Infinitely Losing My Edge
Yeah, I'm losing my edge.
I'm losing my edge.
The kids are coming up from behind.
I'm losing my edge.
I'm losing my edge to the kids from Mauritania and from Copenhagen.
But I was there.
I was there in 1965.
I was there at the first Beefheart show in Lancaster.
I'm losing my edge.
I'm losing my edge to the kids whose footsteps I hear when they get on the decks.
I'm losing my edge to the internet seekers who can tell me every member of every good group from 1969 to 1973.
I'm losing my edge.
To all the kids in Tehran and Winnipeg.
I'm losing my edge to the art-school Mumbai kids in little jackets and borrowed nostalgia for the unremembered nineties.
I'm losing my edge.
I'm losing my edge.
I can hear the footsteps every night on the decks.
But I was there.
I was there in 1967 at the first Rodriguez practice in a loft in Detroit.
I was working on the chamberlin sounds with much patience.
I was there when Donald Fagen started up his first band.
I told him, "Don't do it that way. You'll never make a dime."
I was there.
I was the first guy playing Unrelated Segments to the punk kids.
I played it at CBGB's.
Everybody thought I was crazy.
We all know.
I was there.
I was there.
I've never been wrong.
But I'm losing my edge to better-looking people with better ideas and more talent.
And they're actually really, really nice.
I'm losing my edge.
I heard you have a compilation of every good song ever done by anybody.
Every great song by Lizzy Mercier Descloux. All the underground hits.
All Byron Stingily tracks. I heard you have a vinyl of every Andrew Ashong & Theo Parrish record on German import.
I heard that you have a white label of every seminal rap hit - 1985, '86, '87.
I heard that you have a CD compilation of every good '70s cut and another box set from the '90s.
I hear you're buying a marimba and an organ and are throwing your macbook out the window because you want to make something real. You want to make a Rotary Connection record.
I hear that you and your band have sold your rhodes and bought a snare.

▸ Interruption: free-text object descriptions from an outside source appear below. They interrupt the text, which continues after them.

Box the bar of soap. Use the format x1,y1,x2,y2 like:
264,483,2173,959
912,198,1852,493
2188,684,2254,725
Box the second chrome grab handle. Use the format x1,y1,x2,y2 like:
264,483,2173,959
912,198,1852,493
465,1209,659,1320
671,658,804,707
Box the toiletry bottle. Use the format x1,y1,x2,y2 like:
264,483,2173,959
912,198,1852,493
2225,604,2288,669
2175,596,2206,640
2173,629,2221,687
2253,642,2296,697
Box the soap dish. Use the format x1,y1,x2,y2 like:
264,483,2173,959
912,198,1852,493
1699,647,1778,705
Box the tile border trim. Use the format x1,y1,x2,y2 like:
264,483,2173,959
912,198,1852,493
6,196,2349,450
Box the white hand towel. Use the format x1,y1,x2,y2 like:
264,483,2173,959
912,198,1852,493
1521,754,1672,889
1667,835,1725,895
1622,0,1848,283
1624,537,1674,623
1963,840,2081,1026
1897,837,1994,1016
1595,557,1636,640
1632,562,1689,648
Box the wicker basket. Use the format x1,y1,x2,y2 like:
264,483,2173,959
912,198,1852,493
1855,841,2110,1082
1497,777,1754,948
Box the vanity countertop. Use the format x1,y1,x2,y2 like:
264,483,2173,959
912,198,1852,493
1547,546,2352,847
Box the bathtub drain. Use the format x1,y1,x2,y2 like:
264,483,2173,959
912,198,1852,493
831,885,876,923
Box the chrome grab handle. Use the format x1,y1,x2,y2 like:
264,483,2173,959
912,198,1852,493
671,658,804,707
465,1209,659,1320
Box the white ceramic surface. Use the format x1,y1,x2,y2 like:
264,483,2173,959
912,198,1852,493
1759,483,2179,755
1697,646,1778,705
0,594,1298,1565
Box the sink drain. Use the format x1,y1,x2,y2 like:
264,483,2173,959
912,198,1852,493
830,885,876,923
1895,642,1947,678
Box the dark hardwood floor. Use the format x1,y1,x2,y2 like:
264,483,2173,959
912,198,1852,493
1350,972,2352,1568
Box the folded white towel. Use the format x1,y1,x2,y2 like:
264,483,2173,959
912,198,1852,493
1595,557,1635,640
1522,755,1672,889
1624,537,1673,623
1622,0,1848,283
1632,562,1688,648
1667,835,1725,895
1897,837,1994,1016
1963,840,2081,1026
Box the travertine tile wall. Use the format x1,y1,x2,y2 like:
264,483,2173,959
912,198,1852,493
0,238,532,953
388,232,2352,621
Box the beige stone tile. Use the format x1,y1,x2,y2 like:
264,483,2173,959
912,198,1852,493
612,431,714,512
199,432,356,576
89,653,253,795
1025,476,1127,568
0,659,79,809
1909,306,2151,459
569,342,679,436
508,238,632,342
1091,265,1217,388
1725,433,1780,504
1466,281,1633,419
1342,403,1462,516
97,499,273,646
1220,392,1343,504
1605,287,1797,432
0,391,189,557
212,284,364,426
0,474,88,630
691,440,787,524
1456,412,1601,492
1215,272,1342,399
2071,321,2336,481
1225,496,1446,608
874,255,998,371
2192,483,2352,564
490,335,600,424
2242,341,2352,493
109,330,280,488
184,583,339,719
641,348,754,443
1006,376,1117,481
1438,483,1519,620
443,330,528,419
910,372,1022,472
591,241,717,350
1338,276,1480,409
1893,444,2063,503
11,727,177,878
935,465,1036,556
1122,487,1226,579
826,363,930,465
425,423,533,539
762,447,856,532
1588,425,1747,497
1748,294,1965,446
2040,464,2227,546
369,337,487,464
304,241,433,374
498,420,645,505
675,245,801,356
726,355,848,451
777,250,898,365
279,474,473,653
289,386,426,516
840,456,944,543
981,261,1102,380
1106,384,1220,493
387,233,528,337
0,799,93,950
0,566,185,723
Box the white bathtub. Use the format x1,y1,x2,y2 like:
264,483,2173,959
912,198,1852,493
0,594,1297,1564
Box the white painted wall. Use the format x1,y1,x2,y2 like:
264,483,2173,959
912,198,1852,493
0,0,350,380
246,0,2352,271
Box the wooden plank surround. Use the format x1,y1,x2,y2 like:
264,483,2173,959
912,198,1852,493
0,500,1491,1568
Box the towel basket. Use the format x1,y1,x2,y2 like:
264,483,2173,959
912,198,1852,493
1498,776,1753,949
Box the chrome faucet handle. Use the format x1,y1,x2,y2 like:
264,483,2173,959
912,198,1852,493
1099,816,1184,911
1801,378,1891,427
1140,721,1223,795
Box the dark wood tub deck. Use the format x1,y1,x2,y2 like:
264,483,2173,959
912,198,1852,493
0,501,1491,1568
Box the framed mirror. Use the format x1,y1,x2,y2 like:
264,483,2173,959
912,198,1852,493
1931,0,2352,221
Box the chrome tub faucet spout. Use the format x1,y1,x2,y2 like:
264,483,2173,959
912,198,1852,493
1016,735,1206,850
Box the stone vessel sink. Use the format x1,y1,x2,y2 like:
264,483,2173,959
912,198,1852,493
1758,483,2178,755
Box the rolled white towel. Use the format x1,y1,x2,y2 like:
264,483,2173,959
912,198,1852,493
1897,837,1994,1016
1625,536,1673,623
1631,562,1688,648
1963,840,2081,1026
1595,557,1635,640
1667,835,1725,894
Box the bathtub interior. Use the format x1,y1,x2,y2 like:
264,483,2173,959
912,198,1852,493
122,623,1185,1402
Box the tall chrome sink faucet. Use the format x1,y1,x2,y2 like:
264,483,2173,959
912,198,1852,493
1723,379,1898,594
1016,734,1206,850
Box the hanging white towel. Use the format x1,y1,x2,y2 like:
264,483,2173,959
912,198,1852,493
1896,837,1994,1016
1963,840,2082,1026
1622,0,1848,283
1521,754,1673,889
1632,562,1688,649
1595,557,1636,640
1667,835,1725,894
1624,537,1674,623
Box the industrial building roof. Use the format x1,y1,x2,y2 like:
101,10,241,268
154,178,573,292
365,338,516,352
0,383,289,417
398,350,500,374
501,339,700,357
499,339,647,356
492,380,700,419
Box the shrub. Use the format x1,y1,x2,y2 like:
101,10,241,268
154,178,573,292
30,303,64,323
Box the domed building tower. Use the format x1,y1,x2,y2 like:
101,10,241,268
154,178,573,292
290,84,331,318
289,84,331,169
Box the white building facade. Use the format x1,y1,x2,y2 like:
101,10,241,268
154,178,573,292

I hear that you and your band have sold your snare and bought a rhodes.
I hear everybody that you know is more relevant than everybody that I know.
But have you seen my records?
Brand Nubian,
Grey Daturas,
X-101,
The Red Krayola,
Beasts of Bourbon,
Maleditus Sound,
Sexual Harrassment,
Scratch Acid,
World's Most,
Suburban Knight,
Morten Harket,
Barrington Levy,
The Modern Lovers,
Liaisons Dangereuses,
Aural Exciters,
The Real Kids,
Blake Baxter,
Jacques Brel,
Sound Behaviour,
Bluetip,
Jerry Gold Smith,
Maurizio,
B.T. Express,
Sonic Youth,
K-Klass,
Pharoah Sanders,
Spandau Ballet,
Spoonie Gee,
Ronnie Foster,
Mary Jane Girls,
Panda Bear,
The Monks,
Connie Case,
cv313,
Japan,
Isaac Hayes,
Vainqueur,
Jimmy McGriff,
Camouflage,
Anthony Braxton,
Delta 5,
Man Eating Sloth,
Justin Hinds & The Dominoes,
Marc Romboy vs. Booka Shade,
Eddi Front,
the Association,
R.M.O.,
MDC,
Idris Muhammad,
Rowland S Howard / Lydia Lunch,
Barry Ungar,
Electric Light Orchestra,
Kurtis Blow,
Letta Mbulu,
Terror Squad Feat. Camron,
The Young Rascals,
Shoche,
Crash Course in Science,
Drive Like Jehu,
Curtis Mayfield,
Camberwell Now, Camberwell Now, Camberwell Now, Camberwell Now.
You don't know what you really want.
You don't know what you really want.
You don't know what you really want.
You don't know what you really want.
You don't know what you really want.
You don't know what you really want.
You don't know what you really want.
You don't know what you really want.
You don't know what you really want.
You don't know what you really want.
You don't know what you really want.
You don't know what you really want.
You don't know what you really want.
You don't know what you really want.
You don't know what you really want.